I moved into a place where a white girl shouldn’t be, let alone a girl by herself. I never felt that color distinction so some things didn’t occur to me, like walking alone at night down the street eight months pregnant. I dance around this lightly; I don’t mean to be racist. Walking the street at 3am on a hot summer night, chances are, you’re not alone. I decided that I needed to wash clothes because I couldn’t sleep. It was hot. I had no electricity or gas for that matter. The lights I used came in from outside. Luckily I was young and had good eyes. I also had the ignorance of youth going with me; where you do things that later wonder why nothing bad occurred to you. Angels. I believe it was angels with me that night. I grabbed my laundry basket full of clothes. It was just me; I had one basket carried on top of an eighth month belly. I waddled down the path to the sidewalk, and then turned down a dark alley. I lived here, I had no car, and I knew this area like the back of my hand. I walked everywhere, like now. I saw two figures walking towards me. I had no where to go and couldn’t really run. That should have been my thought but I felt a presence of calm. As they approached me, the two men began talking to me. It must have been strange running across a pregnant, skinny white chick in the dark carrying a load of laundry on their way home from the bar in their neighborhood. I tend to look at it as they were angels looking out for me. They towered over me, respectful in speech and told me that I shouldn’t be alone. I told them I was on my way to the Laundromat. I cannot remember the conversation now, the exact words, but they followed me there and sat outside while I did my load of clothes, dried and folded them. I stayed inside looking out through the large picture window at them sitting on the curb of the parking lot talking to each other, animated in conversation and felt very safe with them. When I left, they did too, escorting me to where the sidewalk met my path home. There comes times in my life when I can still feel their presence of safety and that night. I was completely devoid of danger in my head.

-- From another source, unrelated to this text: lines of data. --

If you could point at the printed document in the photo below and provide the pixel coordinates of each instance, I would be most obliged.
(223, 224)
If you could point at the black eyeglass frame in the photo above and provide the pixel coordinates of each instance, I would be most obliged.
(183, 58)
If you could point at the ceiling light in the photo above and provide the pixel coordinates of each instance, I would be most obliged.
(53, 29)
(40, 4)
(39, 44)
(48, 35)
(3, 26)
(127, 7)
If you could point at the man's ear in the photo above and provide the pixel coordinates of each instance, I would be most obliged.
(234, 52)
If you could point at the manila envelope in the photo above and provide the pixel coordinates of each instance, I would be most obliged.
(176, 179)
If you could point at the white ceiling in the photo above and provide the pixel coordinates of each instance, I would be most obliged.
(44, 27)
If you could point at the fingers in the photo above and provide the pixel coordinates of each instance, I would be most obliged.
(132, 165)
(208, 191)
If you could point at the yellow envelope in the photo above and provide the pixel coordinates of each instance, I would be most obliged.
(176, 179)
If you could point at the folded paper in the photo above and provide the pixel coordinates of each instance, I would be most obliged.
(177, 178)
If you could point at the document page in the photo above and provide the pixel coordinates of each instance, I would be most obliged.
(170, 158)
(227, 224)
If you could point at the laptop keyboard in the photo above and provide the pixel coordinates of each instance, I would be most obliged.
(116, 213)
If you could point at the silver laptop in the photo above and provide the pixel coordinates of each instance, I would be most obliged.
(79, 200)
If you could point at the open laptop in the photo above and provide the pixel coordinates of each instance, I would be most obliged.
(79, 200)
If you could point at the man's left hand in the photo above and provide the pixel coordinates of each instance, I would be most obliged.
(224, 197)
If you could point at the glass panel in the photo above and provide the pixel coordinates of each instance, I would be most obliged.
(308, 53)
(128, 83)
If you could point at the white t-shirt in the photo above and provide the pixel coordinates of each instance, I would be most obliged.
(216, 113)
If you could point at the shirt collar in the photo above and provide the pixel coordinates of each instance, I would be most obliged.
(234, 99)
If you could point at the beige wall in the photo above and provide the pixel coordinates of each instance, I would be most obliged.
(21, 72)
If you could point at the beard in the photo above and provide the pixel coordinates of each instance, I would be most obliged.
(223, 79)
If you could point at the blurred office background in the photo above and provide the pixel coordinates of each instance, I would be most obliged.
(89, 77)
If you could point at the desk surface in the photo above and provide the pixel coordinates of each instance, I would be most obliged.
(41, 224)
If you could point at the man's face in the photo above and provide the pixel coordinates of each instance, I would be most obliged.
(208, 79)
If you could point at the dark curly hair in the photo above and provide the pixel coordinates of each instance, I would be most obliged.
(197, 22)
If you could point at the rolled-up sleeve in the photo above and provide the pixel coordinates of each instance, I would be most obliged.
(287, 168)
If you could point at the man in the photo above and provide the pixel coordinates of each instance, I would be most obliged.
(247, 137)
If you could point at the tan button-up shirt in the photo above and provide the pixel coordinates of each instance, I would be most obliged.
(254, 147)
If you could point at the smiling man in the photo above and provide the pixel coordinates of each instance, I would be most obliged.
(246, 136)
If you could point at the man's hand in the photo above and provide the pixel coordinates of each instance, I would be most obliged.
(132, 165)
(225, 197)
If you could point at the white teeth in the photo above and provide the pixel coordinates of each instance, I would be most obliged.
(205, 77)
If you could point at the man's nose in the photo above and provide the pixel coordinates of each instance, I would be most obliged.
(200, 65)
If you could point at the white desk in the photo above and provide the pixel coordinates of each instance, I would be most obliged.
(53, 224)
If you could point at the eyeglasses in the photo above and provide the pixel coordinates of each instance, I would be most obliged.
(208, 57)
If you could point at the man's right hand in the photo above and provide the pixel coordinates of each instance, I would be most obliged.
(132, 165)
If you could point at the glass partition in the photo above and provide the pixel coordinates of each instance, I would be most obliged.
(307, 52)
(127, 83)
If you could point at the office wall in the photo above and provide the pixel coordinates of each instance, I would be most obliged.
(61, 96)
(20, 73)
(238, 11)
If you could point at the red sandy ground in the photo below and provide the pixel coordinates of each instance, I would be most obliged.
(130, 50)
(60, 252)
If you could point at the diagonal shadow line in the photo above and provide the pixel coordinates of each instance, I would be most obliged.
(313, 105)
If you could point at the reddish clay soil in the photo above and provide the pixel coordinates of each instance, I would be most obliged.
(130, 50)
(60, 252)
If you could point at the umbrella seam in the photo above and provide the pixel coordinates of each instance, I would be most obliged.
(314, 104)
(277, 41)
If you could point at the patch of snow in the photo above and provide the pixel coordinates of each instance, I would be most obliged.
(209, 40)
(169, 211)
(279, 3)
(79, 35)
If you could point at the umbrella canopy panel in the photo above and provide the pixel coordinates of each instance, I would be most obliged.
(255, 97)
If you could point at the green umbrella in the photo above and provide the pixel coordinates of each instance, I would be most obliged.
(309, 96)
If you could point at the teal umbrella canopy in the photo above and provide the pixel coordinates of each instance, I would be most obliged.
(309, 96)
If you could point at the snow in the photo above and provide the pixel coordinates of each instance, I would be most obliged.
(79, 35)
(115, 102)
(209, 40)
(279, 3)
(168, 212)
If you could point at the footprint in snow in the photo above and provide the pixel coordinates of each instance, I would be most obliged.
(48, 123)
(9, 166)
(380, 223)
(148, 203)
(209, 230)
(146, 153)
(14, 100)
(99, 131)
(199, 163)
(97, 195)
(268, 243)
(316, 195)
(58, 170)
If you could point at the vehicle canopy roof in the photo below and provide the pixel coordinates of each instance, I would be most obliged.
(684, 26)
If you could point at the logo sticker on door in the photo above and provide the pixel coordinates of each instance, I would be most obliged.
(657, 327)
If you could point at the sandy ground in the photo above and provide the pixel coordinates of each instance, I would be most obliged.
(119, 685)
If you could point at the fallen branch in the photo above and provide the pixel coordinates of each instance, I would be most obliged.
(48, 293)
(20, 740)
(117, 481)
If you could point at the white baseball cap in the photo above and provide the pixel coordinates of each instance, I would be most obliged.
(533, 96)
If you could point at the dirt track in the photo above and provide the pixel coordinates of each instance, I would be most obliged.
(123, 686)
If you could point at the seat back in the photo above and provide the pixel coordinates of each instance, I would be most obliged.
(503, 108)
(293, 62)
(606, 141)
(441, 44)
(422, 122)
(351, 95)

Angels bring a presence of calm.
At home in my apartment I was glad to have my battery run Panasonic record player with me. I couldn’t watch the television that my father had given me, I had no electricity. I baby sat a little boy down the way two nights a week. His name was Mikey; his mom’s job took her away at night to be with other men. Lots of them. Mikey was crippled; he was carried around in a little red wagon although he was twelve and didn’t exactly fit anymore. He had also never been to school so I taught him how to read that summer by teaching him the lyrics of The Monkees songs that were on the back of an album. I wrote stories for him during the day, saving them for the nights he’d come over. We’d sit under the street light and read. Later go inside and sing to the songs. I gave him the Monkees albums that I had as a gift. Like my father, I never got to say goodbye to Mikey. I was told that his older sister took him to live with her although I’m not sure where he went. It was as if it didn’t even happen and he never shared his shattered life with me, he was gone.
I woke up one morning not being able to stop peeing. No matter what I did urine ran down my legs, I changed my pants to the point where I had no more clean clothes. I walked to a phone outside and called my mother. She had been picking me up and bringing me to my doctor appointments. It had been her only interaction with me since I moved out. She was living in a new house, in another city nearby. She couldn’t emotionally take walking out to where my father died each morning to get in her car. Neither one of us were in our element.
My mother became alarmed when I told her; she recognized that my water had broke sometime during the night. I woke up thinking I wet the bed and it went on from there. I honestly had no clue of what goes on during the birthing procedure. No one had told me. I had only seen library books and their pictures.
Still life pictures.
The helicopter hurtles to the ground.